An Outbreak Of Left-Handedness

My firm impression is that left-handedness has been in full retreat for all of my life. I attribute this to forced-right-handedness, which I am pretty sure is an actual thing and not a figment of my imagination. People just can no longer bear the thought of subjecting an apparently left-handed child to a lifetime of annoyance, and some physical pain, at the hands of machines, devices and contraptions that were designed for the comfort and convenience of right-handed people. To see what I mean, go and try to cut something holding the scissors in your left hand. Or imagine the difficulty of renting left-handed golf clubs.

I am not now, nor have I ever been, left-handed. But my father is left-handed, and a close cousin of mine is as well. So I have heard the complaining. Pay phones were a common object of hatred, as was the entire concept of handwriting.

I arrived in Thailand over ten years ago and I was surprised at the number of left-handed students. In classes of students numbering in the mid-forties, there’d usually be half a dozen or so. That seemed high to me. I taught a class of forty-five seventeen-year-olds that included thirteen left-handed students. I remember thinking, that’s great, they let the lefties be lefties over here. Must be a Buddhist thing. Things have changed over time.

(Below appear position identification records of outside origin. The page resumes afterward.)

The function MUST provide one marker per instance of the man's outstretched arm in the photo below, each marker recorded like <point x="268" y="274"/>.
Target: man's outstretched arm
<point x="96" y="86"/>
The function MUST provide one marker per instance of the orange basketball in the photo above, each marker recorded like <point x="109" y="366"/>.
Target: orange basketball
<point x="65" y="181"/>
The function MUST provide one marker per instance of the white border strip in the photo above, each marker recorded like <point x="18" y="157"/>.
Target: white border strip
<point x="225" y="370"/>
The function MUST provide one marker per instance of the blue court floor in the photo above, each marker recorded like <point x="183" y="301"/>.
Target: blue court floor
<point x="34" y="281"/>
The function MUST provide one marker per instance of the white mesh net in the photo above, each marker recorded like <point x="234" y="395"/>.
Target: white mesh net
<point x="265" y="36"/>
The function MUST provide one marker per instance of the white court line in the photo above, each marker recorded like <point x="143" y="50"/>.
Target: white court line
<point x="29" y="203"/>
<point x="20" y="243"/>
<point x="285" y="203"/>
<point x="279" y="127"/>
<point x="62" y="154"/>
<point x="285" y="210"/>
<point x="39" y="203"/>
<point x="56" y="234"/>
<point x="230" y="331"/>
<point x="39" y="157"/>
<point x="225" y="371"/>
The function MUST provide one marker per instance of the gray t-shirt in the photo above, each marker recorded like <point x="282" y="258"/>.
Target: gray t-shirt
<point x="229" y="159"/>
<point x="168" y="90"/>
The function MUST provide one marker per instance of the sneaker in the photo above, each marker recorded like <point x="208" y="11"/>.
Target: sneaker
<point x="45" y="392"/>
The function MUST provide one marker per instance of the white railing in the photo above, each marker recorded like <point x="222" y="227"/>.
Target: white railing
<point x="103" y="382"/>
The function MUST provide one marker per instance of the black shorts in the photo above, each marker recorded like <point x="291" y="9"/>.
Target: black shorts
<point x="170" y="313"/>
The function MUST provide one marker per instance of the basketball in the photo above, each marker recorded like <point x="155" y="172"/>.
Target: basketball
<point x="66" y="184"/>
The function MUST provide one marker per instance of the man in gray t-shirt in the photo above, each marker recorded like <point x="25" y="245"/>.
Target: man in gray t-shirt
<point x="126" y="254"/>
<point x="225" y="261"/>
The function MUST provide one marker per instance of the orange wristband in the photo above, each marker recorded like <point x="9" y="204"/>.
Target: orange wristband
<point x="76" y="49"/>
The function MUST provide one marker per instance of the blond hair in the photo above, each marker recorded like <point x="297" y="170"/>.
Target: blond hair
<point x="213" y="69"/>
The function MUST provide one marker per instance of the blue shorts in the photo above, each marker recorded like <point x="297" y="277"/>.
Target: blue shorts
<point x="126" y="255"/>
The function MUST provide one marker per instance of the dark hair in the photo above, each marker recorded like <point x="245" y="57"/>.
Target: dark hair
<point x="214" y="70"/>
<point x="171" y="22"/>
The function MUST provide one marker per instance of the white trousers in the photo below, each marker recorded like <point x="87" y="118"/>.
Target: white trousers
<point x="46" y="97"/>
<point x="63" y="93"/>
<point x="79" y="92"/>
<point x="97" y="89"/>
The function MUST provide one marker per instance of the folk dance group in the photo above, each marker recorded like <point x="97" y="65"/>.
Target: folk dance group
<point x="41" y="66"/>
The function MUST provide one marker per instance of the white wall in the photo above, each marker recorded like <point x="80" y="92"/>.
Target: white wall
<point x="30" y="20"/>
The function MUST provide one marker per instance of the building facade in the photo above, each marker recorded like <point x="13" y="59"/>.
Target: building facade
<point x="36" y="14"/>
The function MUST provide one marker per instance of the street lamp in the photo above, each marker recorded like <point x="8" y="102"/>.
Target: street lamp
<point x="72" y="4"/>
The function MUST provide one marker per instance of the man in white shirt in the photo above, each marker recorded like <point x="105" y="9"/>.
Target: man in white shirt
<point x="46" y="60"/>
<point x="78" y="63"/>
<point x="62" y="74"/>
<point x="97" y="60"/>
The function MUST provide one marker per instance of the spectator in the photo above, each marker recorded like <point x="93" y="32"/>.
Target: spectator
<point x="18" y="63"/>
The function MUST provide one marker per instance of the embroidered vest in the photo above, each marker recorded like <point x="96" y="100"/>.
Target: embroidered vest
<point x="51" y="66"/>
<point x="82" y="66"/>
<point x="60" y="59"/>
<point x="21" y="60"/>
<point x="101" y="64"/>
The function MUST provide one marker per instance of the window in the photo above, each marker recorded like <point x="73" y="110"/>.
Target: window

I’ve been teaching at my big university for over eight years now. Several times every year I proctor tests, and I always scan my quadrant of the room for left-handers. Without having made a science of it, I’m prepared to say that the numbers have gone down over time. I’ve written about it hereon already. Sometimes, though, there’s a sudden outbreak, an unaccountable bulge in the left-handed population. I cannot even speculate as to the why or how, although I might, just a little.

Sometimes it seems to be a particular subject that has drawn the attention of a lot of lefties. Perhaps the left-handed brain is also predisposed to the study of certain things. Mathematics? Chinese language? Further study would be required, and I am not so disposed.

My proctoring this time lasted nine days, and over that entire time every group of test takers included a greater number of left-handers that I’ve become accustomed to. Usually I need to walk the isle for a good stretch, searching through a few isles to the left and right, to come across the first lefty. Last week, anywhere I stood I could look around and find a few immediately. On a couple of occasions I could see two sitting in a row, one right behind another. One row of thirteen test takers included five lefties! Every one of the nine days was the same. It was an outbreak of left-handedness.


It has always been a blessing to me to be so interested in the world’s mundanities. Very good luck, that.